This section takes about 10 minutes to complete.
Quiz
What are some key differences between OLAP and OLTP systems?
OLTP
Frequent updates, transactional behaviour/requirements
Query priorities:
- low-latency, up-to-date, consistent data for standard business operations
OLAP
Oriented towards analysis, modelling, reporting, business intelligence
Query Priorities:
- asking big questions against big data, supporting flexible queries/analyses
- efficiently processing millions of rows and returning thousands/millions of rows
Why did people start moving from traditional databases and data warehouses to HDFS for Big Data Analytics in the mid 2000s?

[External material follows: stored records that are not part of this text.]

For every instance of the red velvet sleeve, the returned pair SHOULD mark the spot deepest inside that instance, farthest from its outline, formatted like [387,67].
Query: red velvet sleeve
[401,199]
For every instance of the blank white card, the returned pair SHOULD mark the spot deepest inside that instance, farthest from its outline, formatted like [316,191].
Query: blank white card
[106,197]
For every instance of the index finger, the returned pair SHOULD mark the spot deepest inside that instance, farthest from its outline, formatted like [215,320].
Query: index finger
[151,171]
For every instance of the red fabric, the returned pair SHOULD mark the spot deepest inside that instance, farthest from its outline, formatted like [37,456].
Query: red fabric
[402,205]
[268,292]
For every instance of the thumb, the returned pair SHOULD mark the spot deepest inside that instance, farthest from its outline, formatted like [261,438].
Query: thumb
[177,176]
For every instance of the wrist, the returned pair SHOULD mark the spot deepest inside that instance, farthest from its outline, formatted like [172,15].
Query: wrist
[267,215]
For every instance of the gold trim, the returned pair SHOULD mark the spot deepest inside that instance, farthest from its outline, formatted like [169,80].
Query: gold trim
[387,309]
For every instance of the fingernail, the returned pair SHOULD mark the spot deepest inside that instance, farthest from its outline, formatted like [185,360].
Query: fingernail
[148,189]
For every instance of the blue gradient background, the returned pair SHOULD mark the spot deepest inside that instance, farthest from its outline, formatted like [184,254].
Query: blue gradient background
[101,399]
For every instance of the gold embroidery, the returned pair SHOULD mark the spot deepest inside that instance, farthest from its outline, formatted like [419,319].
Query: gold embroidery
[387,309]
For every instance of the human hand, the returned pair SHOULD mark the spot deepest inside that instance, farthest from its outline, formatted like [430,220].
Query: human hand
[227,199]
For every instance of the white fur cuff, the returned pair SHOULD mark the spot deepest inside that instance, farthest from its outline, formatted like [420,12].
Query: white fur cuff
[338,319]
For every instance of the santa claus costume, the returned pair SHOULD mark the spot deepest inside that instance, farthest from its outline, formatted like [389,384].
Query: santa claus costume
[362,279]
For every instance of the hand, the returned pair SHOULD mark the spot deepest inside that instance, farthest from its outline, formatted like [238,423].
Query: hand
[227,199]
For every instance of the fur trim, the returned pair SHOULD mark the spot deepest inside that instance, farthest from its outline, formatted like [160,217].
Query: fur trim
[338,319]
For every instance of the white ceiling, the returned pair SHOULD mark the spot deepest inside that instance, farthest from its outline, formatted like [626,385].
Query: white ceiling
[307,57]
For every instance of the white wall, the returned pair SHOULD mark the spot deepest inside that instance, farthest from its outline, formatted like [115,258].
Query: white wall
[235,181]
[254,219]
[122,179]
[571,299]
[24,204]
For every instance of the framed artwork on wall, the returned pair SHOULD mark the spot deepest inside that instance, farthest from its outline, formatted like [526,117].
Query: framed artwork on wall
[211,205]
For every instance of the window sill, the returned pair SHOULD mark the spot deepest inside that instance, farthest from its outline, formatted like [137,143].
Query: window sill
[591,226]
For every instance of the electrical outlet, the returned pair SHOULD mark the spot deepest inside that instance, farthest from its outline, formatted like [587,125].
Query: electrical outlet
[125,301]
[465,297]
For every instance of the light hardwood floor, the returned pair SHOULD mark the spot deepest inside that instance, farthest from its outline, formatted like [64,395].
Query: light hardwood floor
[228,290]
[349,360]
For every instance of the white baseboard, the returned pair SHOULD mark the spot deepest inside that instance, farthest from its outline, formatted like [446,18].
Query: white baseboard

Traditional relational databases and data warehouses relied on vertical scaling which required expensive/specialized hardware and was hard to plan for. HDFS and MapReduce allowed for horizontal scalability with cheap commodity hardware.
And subsequently, why did people move from HDFS to Object Storage for Big Data Analytics?
Cloud-based Object Storage is super scalable and cheap, far more than HDFS (which is only often used in on-prem environments these days). It was also great for storing all sorts of file formats (unstructured text, images, video, etc.). Most modern cloud-based Data Lakes are built-on Object Storage technologies. Modern query engines such as Apache Spark, Presto, Dremio, etc. can efficiently scan data laying on object stores. To summarize: object storage + (on-demand) query engines = fully decoupled storage and compute (great for scalability, elasticity, cost)
Name some object storage offerings from the 3 major cloud providers
AWS
- Amazon S3 (general purpose)
- Amazon S3 Glacier (for archiving)
Microsoft Azure
- Azure Blob Storage (general purpose)
- Azure Data Lake Storage Gen2 (has a file systems hierarchy, great for large structured and semi-structured datasets)
GCP
- Google Cloud Storage or GCS (general purpose)